Uma das manifestações estudantis ocorridas em 1968 contra o regime militar
“Com o golpe de 64, a coisa se dispersou. Nós já não podíamos falar, escrever ou conversar por telefone, tudo era censurado”, relatou Waldo César na entrevista de 2005.
“Muitos dos envolvidos com os movimentos sociais foram entregues ao regime por integrantes das próprias igrejas”, diz Barreto.
César foi preso pelo regime militar por uma semana em 1966, acusado de estar dirigindo um protesto da Associação de Estudantes Secundários, e algum tempo depois se exilou fora do país.
Rubem Alves, Anivaldo Padilha, Jether Ramalho e muitos outros protestantes também foram perseguidos. Padilha ficou nove meses encarcerado e foi brutalmente torturado.
Um dos jovens estudantes que fizeram parte do movimento de estudantes cristãos, Paulo Wright, foi torturado e assassinado pelo governo militar.
“Em minha pesquisa entrevistei 17 membros do movimento que culminou com a Conferência do Nordeste, alguns com mais ou menos envolvimento, mas todos eles foram perseguidos”, diz o professor Marcus de Matos.
“Muitos eram teólogos de formação, mas foram obrigados a abandonar a teologia porque as igrejas institucionais não os acolhiam mais”.

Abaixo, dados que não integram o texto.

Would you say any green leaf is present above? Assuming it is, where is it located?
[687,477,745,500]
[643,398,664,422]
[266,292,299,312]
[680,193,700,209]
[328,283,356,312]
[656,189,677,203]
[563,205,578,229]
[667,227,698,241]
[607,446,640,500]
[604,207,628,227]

Segundo os estudiosos, houve ainda um empenho por parte das igrejas para apagar muitos dos registros e das memórias que rodearam o trabalho dessas figuras.
“Houve um esforço por parte da cúpula das igrejas daquela época para apagar essa memória evangélica dos anos 1960 e 1970”, diz Matos. “A ditadura tentou apagar muitas coisas, mas dificilmente seria capaz de sozinha acabar com essa memória social das igrejas.”
“Existe uma lógica de sumiço de documentos, inclusive por parte dos perseguidos, que jogaram fora muitos dos registros com medo de serem presos ou estarem sendo vigiados”.
Ponte Princesa Isabel em Recife em 1962
De acordo com o advogado, por isso quase não existem fotos ou registros da Conferência do Nordeste.
Para Raimundo Barreto, todo esse movimento dificulta até hoje a análise desse período da história protestante.
“A maioria dos evangélicos hoje sequer ouviu falar neste movimento tão significativo para a história protestante no Brasil”, lamenta Barreto.
Segundo o professor de Princeton, mobilizações semelhantes, de cristãos progressistas dispostos a discutir temas de relevância social, ressurgiram com a redemocratização no Brasil, mas ainda são minoritárias.
“Da mesma forma que aconteceu no passado, grande parte das lideranças protestantes e daqueles que estão no controle das igrejas evangélicas do Brasil não gostam desse movimento”, diz.
“Há muita coisa acontecendo, tanto a nível local quanto nacional e internacional, mas permanecem às margens.”